The 2009 State of the Future Report -- a Millenium Project co-production of UNESCO, the World Bank, the US army and the Rockefeller Foundation -- has been released, and it contains a grim warning: that "billions of people will be condemned to poverty and much of civilization will collapse". According to the Independent,
"Although the future has been looking better for most of the world over the past 20 years, the global recession has lowered the State of the Future Index for the next 10 years. Half the world could face violence and unrest due to severe unemployment combined with scarce water, food and energy supplies and the cumulative effects of climate change.And the authors of the report...set out a number of emerging environmental security issues. 'The scope and scale of the future effects of climate change – ranging from changes in weather patterns to loss of livelihoods and disappearing states – has unprecedented implications for political and social stability.'"
The Millenium Project is not alone. James Lovelock writes in his new book The Vanishing Face of Gaia that it's too late to do anything about climate change, that cap-and-trade schemes are a scam and that humanity will be "culled" by billions of souls in this century. He does believe, however, that some form of urban civilization will survive:
"Those who survive will be responsible for maintaining a high-tech, low-impact, low-energy society advanced enough to keep the flame of progress alive but small and smart enough to carefully husband what arable land remains. Lovelock guesses the rump human race will cluster around a few temperate islands in the far northern hemisphere, including his native U.K. He believes that if emergency preparations are made in time—he compares the present moment to 1939—and if the worst-case scenarios of geopolitical conflict are avoided—namely resource scrambles leading to global thermonuclear war—then something resembling a modern and even urban lifestyle could await the survivors."
If the Millenium Project and Lovelock are correct -- that "much" of civilization will collapse, but that some form of civilization will survive -- then it would seem pretty essential that we start thinking now about what that would mean. What would such a civilization look like? How would it be structured? How would it function? Most importantly, how would it avoid the sheer unsustainability of the one that preceded it?

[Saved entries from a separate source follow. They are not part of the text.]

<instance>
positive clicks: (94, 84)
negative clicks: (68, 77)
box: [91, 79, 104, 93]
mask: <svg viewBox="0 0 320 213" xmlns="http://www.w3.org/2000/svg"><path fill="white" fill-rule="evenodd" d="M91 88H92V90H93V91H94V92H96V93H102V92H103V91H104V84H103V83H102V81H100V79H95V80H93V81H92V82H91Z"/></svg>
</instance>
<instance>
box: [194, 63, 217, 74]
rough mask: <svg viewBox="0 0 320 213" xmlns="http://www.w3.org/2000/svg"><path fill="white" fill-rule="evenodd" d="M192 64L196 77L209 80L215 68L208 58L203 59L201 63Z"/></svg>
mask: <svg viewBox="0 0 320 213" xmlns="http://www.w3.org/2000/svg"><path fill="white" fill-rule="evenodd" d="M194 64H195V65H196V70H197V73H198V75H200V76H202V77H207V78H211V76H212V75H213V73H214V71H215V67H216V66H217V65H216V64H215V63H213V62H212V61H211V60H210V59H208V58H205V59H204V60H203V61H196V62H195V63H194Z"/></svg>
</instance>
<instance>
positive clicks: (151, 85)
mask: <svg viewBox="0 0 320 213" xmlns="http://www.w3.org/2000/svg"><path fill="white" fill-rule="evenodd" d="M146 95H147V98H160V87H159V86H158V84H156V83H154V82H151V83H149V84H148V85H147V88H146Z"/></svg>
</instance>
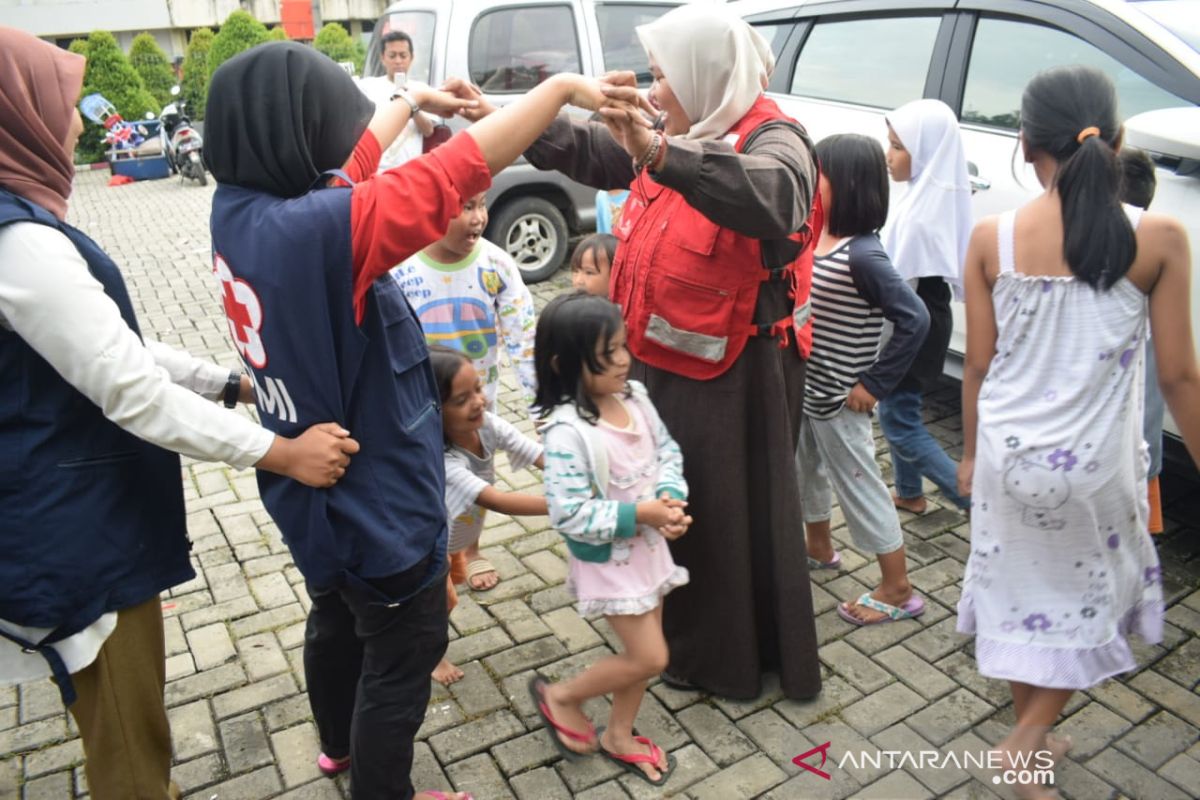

Roger Osborne, in his 2006 book, Civilization: A New History of the Western World, argues early on that we err when we equate the term civilization only with the "positive" aspects of human societies, such as our arts and cultural productions. Any discussion of civilization must also include in his view the less savoury aspects, such as the will to power and militarism. In this he echoes Lewis Mumford, who, in his 1961 book The City in History, acknowledged these violent “unbuilding” tendencies inherent in metropolitan civilization. However, Mumford stressed that the will to dominate and exterminate that originally came with the institution of kingship and forms of political hierarchy have always coexisted with life-affirming reciprocal relationships, spiritual aspirations,arts and learning. These contradictions are expressed in the web of our social,religious, economic, political and spatial arrangements.
As such, a "post-apocalyptic" civilization will need to be a self-conscious one. It will need to re-evaluate what civilization is going to mean when all those values and accomplishments we cherish as life-affirming face unimaginable pressure under the exigencies of crisis. For, under such conditions of crisis, it will be all-too easy to lose our tenuous grasp on those things that will be most needed to save us -- and make our societies worth preserving.
For a glimpse of what I'm talking about, one could do worse than consider the new book Pride and Prejudice and Zombies by Jane Austen and Seth Grahame-Smith. It's a postmodern "mash-up" of Jane Austen's classic novel and a zombie apocalypse. While it is on the surface a patently ridiculous proposition, Grahame-Smith noted in a recent interview that
"Many of Austen’s characters are rather like zombies...They carry on single-mindedly in their bubbles of immense wealth and privilege, no matter what’s going on around them. They pride themselves on discipline and politeness and repression and subservience. These people simply carry on with their gossip and romances and manners and balls, despite the fact that people are being gored and eaten alive. You get the sense that they would act the same way even if the rest of England was falling apart around them. In this version, it just so happens that England IS falling apart around them."
As a result of these conditions, Austen's characters recede from recognition. Despite their impeccable manners, fine speeches and good breeding, Elizabeth Bennet and Mr. Darcy are brutal and skilled killers, inured to death and mayhem. At one point Liza even thinks to herself that the occasional slaughter of innocents is of no concern, as long as zombies are being dispatched.
As a thought-experiment, Pride and Prejudice and Zombies illustrates the tension between the veneer of civilization and the threat of calamity. Against such threats, a civilization must respond, but to do so in such a way that it does not become coarsened, cruel and lose sight of those very things that make it worth preserving.
No "rump" of civilization (as Lovelock puts it) will long endure if all it seeks to preserve are the material productions of civilization. An entirely new set of civilizational processes -- including non-exploitative social and environmental relations -- will be required.